Auf der von Flightradar24 veröffentlichten Karte der weltweiten Flugbewegungen sind nur wenige weiße Flecken zu sehen, über denen keine oder wenige Flugzeuge verkehren. Neben den Polregionen, dem Pazifik, der Sahara und der Mongolei sind das Russland und die Ukraine. Vor allem die für den zivilen Luftraum gesperrte Zone über der Ukraine hat große Auswirkungen auf den europäischen Flugverkehr. Wie groß, das hat jetzt die britische Airline Easyjet offenbart.
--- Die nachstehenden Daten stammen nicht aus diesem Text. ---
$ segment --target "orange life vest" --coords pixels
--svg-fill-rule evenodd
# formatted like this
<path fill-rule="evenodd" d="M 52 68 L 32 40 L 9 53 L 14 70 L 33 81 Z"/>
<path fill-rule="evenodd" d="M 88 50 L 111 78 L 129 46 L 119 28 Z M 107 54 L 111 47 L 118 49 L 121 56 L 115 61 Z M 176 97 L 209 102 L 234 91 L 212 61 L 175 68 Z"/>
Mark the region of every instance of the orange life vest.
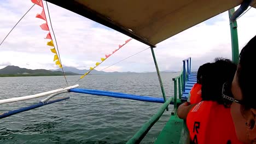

Easyjet sieht Airlines vor hartem Sommer
Die Billig-Fluglinie hat am Dienstag verkündet, in diesem Sommer rund 1700 Flüge zu streichen. Am stärksten betroffen sind Reisen von und zum Flughafen London-Gatwick, der Basis von Easyjet. Inzwischen seien 95 Prozent der Passagiere umgebucht worden, beruhigt die Airline. Dennoch sagt Easyjet der ganzen Branche große Probleme voraus: Neben Streiks und Personalmangel liege das vor allem am durch den Krieg in der Ukraine enger werdenden europäischen Luftraum.
Wie massiv sind die Probleme der Airlines in der diesjährigen Urlaubszeit wirklich? Watson hat darüber mit dem Luftfahrtexperten Thomas Friesacher gesprochen.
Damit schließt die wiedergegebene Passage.